Introduction

Patients with supra-sacral spinal cord injury (SCI) are reported to be susceptible to autonomic dysreflexia (AD), especially those injured at the T6 level or higher, and have a prevalence of nearly half to three-quarters.1, 2 AD is not an all-or-none reaction. It varies in intensity from asymptomatic to a life-threatening emergency.1, 3 Serious morbidity, like consciousness change, visual disturbances, seizures, intracranial hemorrhage or even death, is primarily associated with sudden and marked rises in blood pressure (BP).4, 5, 6 Symptoms (that is, headache, facial flushing, chills or sweating) are usually used as warning signs of BP elevation, although sometimes there is no presenting symptoms when BP is elevated, a condition referred to as silent AD.6 In such cases, patients and physicians may miss the ideal time to manage the underlying strong afferent stimuli until serious sequelae ensue.

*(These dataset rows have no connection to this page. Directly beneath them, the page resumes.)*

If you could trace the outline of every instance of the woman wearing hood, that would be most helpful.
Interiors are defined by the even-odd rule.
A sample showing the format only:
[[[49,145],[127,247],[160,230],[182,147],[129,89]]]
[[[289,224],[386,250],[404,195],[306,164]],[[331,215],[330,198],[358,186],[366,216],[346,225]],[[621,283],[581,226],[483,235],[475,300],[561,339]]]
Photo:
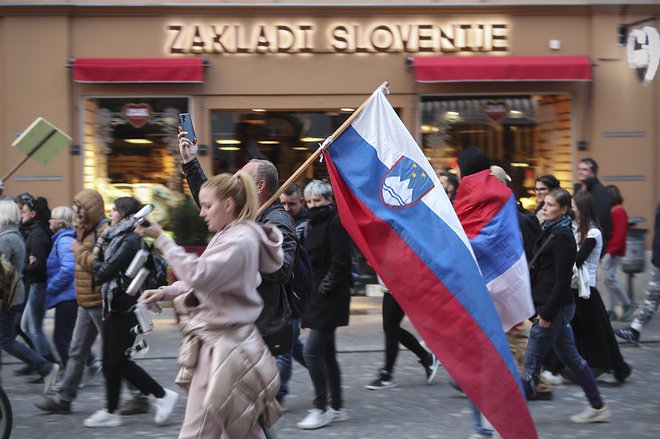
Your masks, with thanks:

As stimuli from the lower urinary tract are the most common causes of AD, reportedly in 75–85% of cases,2, 3 the routine urodynamic (UD) study of these patients offers a controlled environment to observe the AD reactions. Several previous researches have investigated BP responses in UD examinations to further understand AD reactions and the associated factors.3, 6, 7, 8, 9 Some of these have also found that the proportion of patients presenting with silent AD ranges from 35 to 43%.6, 8, 9 However, only one, the study by Linsenmeyer et al.,6 investigated the differential variables between symptomatic and silent AD. They found that no factor was significant, including BP values, levels of neurologic injury, length of injury, voiding pressures and bladder capacity. However, that study used a fixed level of BP (systolic BP 160 mmHg and diastolic BP 90 mmHg) as a definition of AD, which is different from more recent concepts that define increments of 20–40 mmHg from resting SBP as an AD episode.10, 11, 12

As silent AD may be an important clinical concern regarding the health of the SCI patients, the present study sought to discover the factors associated with AD symptoms and investigate the mechanisms underlying silent AD. In this study, BP and its symptoms were monitored throughout each UD examination, and an SBP increment >20 mmHg was defined as an AD reaction.

Materials and methods

From September 2010 to March 2012, 132 adult supra-sacral SCI patients who received UD examinations from Chung Shan Medical University Hospital were screened. The inclusion criteria were 18–65 years of age, neurologic injury level at T6 or above with stable condition, and not in the spinal shock stage (judged by increased muscle tone and presence of detrusor contraction or sphincter spasticity on UD). The exclusion criteria included neurologic diseases other than SCI, previous genito-urinary disease or surgery, current urinary tract infection, history of cardiovascular disease (including hypertension and peripheral vascular disease) and multiple injury levels. After screening, 101 patients were included for further investigation.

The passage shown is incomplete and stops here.